NEW DELHI: Indian photojouralist Danish Siddiqui was killed in clashes in Spin Boldak district of Kandahar city in Afghanistan on Friday.
He was killed while he was on a reporting assignment embedded with the Afghan Special Forces. Condoling Danish Siddiqui’s demise, Farid Mamundzay, the Afghanistan’s Ambassador to India, tweeted: “Deeply disturbed by the sad news of the killing of a friend, Danish Seddiqi in Kandahar last night. The Indian Journalist & winner of Pulitzer Prize was embedded with Afghan security forces. I met him 2 weeks ago before his departure to Kabul. Condolences to his family & Reuters.” Danish Siddiqui, a Pulitzer Prize-winning photojournalist, had started his career as a television news correspondent and later switched to photojournalism.
He was a photojournalist with international news agency Reuters and worked as a correspondent with the India Today Group from September 2008 to January 2010. In 2018, Danish Siddiqui and his colleague Adnan Abidi had won the Pulitzer Prize for Feature Photography for documenting the Rohingya Refugee Crisis as part of the Reuters team. As a photojournalist, Danish Siddiqui covered wide rage of issues across the world. Some of his major works include covering the wars in Afghanistan and Iraq, Rohingya refugees crisis, Hong Kong protests and Nepal earthquakes. For over the last few days, Danish Siddiqui was covering the situation in Afghanistan’s Kandahar amid heightened tension in the area. He had tagged along with the Afghan Special Forces on some missions, he informed via a tweet.

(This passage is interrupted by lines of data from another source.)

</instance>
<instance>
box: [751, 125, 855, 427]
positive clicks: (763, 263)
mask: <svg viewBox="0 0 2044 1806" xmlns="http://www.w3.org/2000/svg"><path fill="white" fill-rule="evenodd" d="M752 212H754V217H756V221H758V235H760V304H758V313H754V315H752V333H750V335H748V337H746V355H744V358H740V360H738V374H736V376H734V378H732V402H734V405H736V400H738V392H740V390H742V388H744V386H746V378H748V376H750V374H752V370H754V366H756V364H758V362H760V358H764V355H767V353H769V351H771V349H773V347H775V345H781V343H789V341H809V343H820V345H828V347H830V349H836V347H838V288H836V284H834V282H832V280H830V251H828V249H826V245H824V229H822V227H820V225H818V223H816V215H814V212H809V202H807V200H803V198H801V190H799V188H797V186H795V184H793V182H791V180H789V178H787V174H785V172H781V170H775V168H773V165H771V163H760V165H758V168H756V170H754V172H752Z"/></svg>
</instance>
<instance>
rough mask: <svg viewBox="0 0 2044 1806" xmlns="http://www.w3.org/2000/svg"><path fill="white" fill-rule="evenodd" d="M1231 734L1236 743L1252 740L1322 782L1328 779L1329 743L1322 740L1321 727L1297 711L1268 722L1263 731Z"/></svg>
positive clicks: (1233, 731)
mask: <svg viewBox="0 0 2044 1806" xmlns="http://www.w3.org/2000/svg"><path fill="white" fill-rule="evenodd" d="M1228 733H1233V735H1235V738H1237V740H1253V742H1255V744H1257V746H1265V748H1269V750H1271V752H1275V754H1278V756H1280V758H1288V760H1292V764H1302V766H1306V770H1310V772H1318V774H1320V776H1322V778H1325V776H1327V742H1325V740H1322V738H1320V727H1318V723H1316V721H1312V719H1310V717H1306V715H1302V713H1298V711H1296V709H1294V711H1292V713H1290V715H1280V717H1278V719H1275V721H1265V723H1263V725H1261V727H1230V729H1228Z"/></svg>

He reportedly died when the Afghan Special Forces came under attack by Taliban. On June 13, he had reported that the vehicle he and other special forces were travelling in was targeted with at least 3 RPG rounds and other weapons. “I was lucky to be safe and capture the visual of one of the rockets hitting the armour plate overhead,” he had said in of his tweets. Danish Siddiqui was killed amid clashes between the Taliban and government forces, which have intensified as US-led international forces have been withdrawing from the area. The Taliban have captured several districts and border crossings in the north and west.
The government has accused the Taliban of destroying hundreds of government buildings in 29 of the country’s 34 provinces. The Taliban deny accusations of extensive destruction by their fighters. A senior Afghan government official in Kabul, Nader Nadery, said the security forces were working to push back Taliban fighters and regain control over 190 districts. The deteriorating security situation has raised fears of a new Afghan refugee crisis. President Ashraf Ghani met regional leaders in Uzbekistan on Thursday and Pakistan said it would host a conference of senior Afghan leaders in an effort to find solutions. India has pulled around 50 Indian diplomats and security officials posted in its consulate in Kandahar in view of the deteriorating security situation in Afghanistan.
The Indian embassy had also asked all Indians visiting, staying and working in Afghanistan to exercise the utmost caution with regard to their security and avoid all types of non-essential travel in view of rising incidents of violence in various parts of the country.